Mumbai: Many Indian companies with foreign subsidiaries whose directors or senior executives are stranded in India due to the pandemic are now worried that they may have domestic tax implications under the place of effective management (PoEM) rule. Under the PoEM regulations, overseas subsidiaries could be treated as domestic entities for tax purposes if they are controlled and managed from India. In most cases, senior executives would travel to other countries where the subsidiaries are located, for some time every year, especially for board meetings. However, amid Covid-19, many executives and directors are now unable to travel – resulting in a situation where tax officials could construe that the decisions concerning the companies were made in India.

As it stands today, the Indian government has not announced any relaxations under PoEM for such cases, tax experts said. “In this ‘exceptional’ Covid scenario, an unintended side effect of the lockdown might trigger PoEM presence of foreign companies when their directors/managers, i.e. the key decision makers, are in India,” said Amit Maheshwari, a partner of CA firm Ashok Maheshwary & Associates. “The IT department can consider these companies as residents in India.

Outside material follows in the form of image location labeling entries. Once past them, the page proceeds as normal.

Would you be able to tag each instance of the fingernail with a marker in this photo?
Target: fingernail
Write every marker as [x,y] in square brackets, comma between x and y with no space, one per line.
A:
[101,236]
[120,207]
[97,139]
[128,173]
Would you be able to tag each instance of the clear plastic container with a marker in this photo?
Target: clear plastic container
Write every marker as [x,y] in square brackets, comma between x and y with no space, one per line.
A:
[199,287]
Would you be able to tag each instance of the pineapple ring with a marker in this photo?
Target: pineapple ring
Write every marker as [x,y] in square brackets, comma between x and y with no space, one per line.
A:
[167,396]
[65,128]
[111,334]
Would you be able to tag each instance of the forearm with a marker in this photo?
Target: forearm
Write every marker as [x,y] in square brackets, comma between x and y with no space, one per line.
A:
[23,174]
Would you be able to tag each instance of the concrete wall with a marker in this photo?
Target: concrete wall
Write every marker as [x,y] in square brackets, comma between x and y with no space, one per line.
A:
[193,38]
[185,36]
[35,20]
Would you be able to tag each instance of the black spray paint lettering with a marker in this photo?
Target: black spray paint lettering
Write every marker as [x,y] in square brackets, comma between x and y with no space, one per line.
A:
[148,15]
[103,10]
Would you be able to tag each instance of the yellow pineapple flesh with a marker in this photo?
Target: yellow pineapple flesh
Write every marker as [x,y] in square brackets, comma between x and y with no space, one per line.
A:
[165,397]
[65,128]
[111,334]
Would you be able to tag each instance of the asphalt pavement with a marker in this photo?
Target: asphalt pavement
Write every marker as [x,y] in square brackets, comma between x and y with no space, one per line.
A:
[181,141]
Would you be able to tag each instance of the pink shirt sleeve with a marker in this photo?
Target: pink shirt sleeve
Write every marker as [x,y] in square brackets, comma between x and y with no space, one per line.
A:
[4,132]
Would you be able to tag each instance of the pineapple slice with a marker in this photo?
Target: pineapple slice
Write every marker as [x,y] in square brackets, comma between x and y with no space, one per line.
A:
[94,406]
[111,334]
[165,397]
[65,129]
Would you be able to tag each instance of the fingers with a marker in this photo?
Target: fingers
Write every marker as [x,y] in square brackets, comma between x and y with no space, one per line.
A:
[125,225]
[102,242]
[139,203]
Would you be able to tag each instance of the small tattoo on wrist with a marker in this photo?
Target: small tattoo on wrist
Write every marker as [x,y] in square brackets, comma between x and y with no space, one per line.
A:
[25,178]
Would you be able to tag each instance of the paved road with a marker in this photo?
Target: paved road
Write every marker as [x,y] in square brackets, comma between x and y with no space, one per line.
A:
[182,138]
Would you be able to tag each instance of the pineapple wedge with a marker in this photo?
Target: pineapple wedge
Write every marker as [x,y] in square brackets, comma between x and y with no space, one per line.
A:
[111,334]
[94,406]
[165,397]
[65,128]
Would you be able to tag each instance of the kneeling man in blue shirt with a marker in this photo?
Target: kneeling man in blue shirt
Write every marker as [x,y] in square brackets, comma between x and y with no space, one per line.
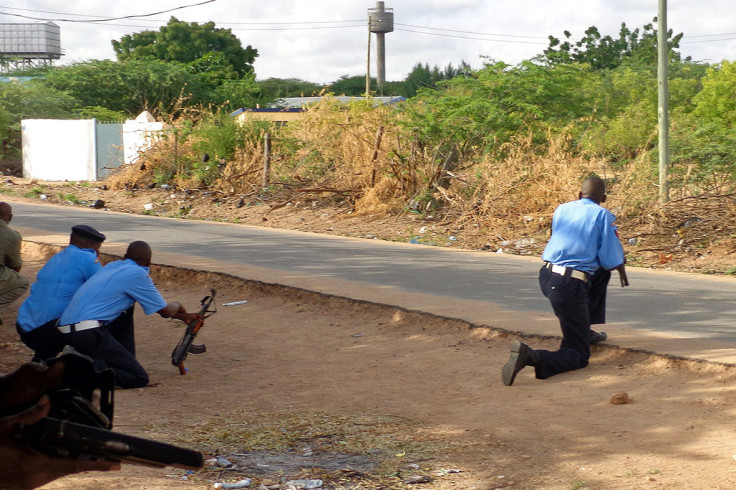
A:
[55,285]
[99,319]
[584,240]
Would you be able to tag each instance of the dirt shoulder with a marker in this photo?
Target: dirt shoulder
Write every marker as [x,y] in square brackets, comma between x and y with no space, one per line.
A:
[301,386]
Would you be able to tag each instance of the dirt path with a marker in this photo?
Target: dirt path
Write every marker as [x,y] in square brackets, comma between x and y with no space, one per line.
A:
[301,386]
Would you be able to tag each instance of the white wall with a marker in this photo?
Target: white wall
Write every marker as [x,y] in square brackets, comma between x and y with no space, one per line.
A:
[55,149]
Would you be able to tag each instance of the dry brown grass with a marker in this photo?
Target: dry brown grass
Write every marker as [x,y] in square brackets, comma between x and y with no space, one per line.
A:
[359,155]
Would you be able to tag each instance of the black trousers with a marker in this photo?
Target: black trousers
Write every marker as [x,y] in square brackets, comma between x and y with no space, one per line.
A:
[597,295]
[46,341]
[113,346]
[571,304]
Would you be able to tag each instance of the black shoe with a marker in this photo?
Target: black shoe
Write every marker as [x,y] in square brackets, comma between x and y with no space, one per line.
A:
[596,337]
[521,356]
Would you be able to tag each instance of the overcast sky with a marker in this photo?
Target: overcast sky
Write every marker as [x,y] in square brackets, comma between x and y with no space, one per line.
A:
[322,40]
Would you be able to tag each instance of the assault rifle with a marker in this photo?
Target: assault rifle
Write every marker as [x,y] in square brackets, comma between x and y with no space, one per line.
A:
[185,345]
[77,427]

While the OECD (Organisation for Economic Co-operation and Development) categorically states that this exceptional period should not be considered while determining PoEM, a relaxation from the CBDT (Central Board of Direct Taxes) on the same lines is very necessary to address the same,” Maheshwari added.

The government had introduced the PoEM framework in 2018, to tax the income of Indian companies’ foreign subsidiaries. Amid the pandemic, many companies are holding meetings over videoconferencing applications to take decisions. This raises questions over the taxability of their global income. “For many companies, the decision makers are stranded in India for a long time and the fear is that they may have to pay taxes on their global income in India or foreign companies may become resident under PoEM,” said Paras Savla, a partner at tax advisory firm KPB & Associates.

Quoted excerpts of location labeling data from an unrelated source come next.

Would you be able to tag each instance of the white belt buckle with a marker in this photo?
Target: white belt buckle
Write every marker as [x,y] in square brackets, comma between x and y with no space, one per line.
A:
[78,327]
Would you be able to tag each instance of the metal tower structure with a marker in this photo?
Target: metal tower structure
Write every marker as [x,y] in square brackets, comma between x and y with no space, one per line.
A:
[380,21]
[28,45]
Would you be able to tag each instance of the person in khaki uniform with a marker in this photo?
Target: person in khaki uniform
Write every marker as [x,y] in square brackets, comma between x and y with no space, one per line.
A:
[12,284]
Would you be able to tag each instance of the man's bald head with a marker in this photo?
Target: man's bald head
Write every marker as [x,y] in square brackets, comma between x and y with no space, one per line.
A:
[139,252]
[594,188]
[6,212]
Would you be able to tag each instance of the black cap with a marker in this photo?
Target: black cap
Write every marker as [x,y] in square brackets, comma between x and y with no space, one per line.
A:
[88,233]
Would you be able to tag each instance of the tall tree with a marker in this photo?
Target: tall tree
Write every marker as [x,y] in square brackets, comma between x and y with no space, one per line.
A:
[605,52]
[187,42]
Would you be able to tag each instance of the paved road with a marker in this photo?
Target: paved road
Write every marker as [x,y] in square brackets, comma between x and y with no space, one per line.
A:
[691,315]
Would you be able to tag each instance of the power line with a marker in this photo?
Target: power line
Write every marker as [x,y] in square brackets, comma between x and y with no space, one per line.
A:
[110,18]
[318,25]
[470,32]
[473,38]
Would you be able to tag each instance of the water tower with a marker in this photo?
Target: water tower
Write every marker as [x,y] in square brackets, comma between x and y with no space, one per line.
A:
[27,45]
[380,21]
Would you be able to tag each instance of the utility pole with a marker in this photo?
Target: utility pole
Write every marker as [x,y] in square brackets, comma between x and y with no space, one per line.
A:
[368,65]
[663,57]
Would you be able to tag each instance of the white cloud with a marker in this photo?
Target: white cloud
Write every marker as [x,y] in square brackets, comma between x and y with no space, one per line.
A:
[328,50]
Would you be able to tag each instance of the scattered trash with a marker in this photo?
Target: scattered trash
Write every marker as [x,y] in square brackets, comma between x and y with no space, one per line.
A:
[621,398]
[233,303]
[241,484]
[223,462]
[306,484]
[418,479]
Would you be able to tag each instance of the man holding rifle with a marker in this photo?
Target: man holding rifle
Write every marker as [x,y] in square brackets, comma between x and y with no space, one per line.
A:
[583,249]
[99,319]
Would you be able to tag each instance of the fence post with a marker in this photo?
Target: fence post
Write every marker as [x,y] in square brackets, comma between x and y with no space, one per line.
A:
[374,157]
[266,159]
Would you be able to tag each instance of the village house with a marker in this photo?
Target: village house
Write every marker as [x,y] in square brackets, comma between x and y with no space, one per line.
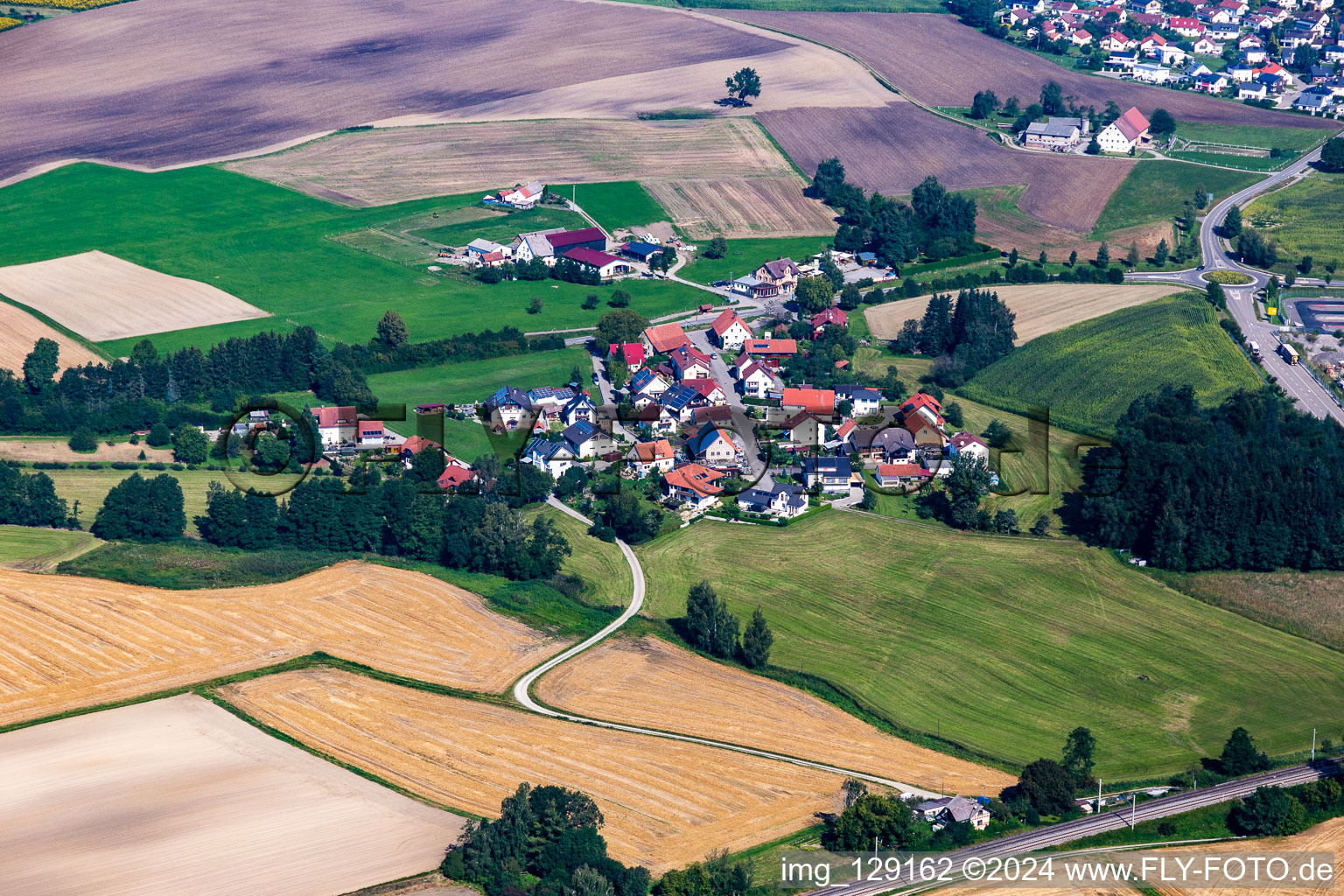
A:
[692,485]
[781,500]
[782,273]
[715,449]
[1124,133]
[522,198]
[508,407]
[336,424]
[906,477]
[863,401]
[730,332]
[949,810]
[828,318]
[584,439]
[664,339]
[553,457]
[828,474]
[647,458]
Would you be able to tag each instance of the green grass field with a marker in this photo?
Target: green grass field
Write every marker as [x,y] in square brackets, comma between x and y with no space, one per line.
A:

The tax applicable on the global income of such companies could be as high as 42%, said tax experts. Worse, most of the companies would have to cough up this amount in the coming months and pay that as advance tax.

The problem has occurred for both multinationals as well as individuals. ET had first written on April 11 that for several rich Indians, who shuffle between countries to avoid staying in India beyond the stipulated time to pay tax here, Covid-19 has come as a double blow, as they may have to pay tax in India. For several multinationals too this could create problems, as the tax department could look at whether they could be taxed on their entire income in India.

Industry trackers said the tax department could trigger PoEM despite a recent directive from the OECD that asks countries to provide relief from regulations due to the Covid-19 situation. Tax experts said while some of the larger companies might not face any problems from it, smaller companies, that do not have an independent board or other things to establish independence, would face issues.